Resulta que había dos niñas muy poco comedoras, y para que se les abriese el apetito y se comieran el bocadillo, las tenían que llevar de excursión al pinar. Ella, Lourdes era
madrileña y pasaba las temporadas de
verano con su tía Práxedes; y yo, aunque era hija de resinero, en eso me parecía mucho a ella. Éramos dos micas para el tema de la comida. Pero fatal, fatal. Porque no me iban nada ni las migas, ni el cocido, ni las gachas... un desastre de hija.

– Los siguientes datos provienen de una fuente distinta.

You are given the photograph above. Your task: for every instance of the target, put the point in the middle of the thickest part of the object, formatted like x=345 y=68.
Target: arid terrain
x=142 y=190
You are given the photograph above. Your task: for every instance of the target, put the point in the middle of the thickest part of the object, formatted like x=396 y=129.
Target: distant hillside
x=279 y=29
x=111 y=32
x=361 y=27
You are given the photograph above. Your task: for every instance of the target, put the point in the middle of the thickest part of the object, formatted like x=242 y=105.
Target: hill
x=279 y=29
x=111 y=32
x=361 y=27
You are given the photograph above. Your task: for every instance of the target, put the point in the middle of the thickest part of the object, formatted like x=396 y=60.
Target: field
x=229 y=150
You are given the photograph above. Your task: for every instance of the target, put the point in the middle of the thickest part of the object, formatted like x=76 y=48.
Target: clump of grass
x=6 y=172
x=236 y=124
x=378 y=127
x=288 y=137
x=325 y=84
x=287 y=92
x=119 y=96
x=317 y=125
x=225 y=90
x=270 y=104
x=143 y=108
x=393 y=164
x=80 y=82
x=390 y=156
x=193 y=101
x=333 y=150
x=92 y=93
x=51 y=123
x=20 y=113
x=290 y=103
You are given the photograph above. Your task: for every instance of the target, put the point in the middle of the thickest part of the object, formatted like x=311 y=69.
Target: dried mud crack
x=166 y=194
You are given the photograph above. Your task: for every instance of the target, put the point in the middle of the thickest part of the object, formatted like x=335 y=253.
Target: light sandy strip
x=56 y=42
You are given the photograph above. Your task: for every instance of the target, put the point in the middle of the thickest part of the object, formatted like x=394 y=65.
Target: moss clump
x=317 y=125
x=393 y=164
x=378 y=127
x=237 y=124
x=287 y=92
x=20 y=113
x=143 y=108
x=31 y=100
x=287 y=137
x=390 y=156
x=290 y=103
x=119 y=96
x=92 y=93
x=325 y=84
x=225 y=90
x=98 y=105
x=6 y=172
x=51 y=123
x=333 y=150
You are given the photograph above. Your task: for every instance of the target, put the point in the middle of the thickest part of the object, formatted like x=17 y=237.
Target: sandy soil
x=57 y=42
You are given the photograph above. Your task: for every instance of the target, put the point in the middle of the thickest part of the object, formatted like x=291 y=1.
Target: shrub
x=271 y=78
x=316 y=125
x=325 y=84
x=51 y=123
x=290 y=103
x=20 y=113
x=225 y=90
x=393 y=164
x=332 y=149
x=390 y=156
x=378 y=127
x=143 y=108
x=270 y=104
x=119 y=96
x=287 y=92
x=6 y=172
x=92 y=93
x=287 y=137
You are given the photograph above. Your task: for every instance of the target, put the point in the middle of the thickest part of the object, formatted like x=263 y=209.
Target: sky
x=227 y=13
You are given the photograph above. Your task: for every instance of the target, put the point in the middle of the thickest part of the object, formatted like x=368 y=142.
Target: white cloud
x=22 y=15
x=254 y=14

A veces es que cansaba a cualquiera. Y hubo una temporada en que, por consejo de Práxedes, me daban patatas con mahonesa, y me gustaban. Pero hoy si las recuerdo... mejor no. No quiero ni acordarme de ese menú, porque aborrecí la mahonesa.
Y todo esto para contaros cual era nuestra diversión favorita. Nos daban el bocadillo, le dábamos cuatro o cinco mordiscos y a
jugar. Cazábamos saltamontes, que había un montón. Y una vez capturados y en vivo, los operábamos a los pobres insectos sobre la mesa donde se supone debíamos comernos tranquilamente los bocadillos que Práxedes nos preparaba a las dos.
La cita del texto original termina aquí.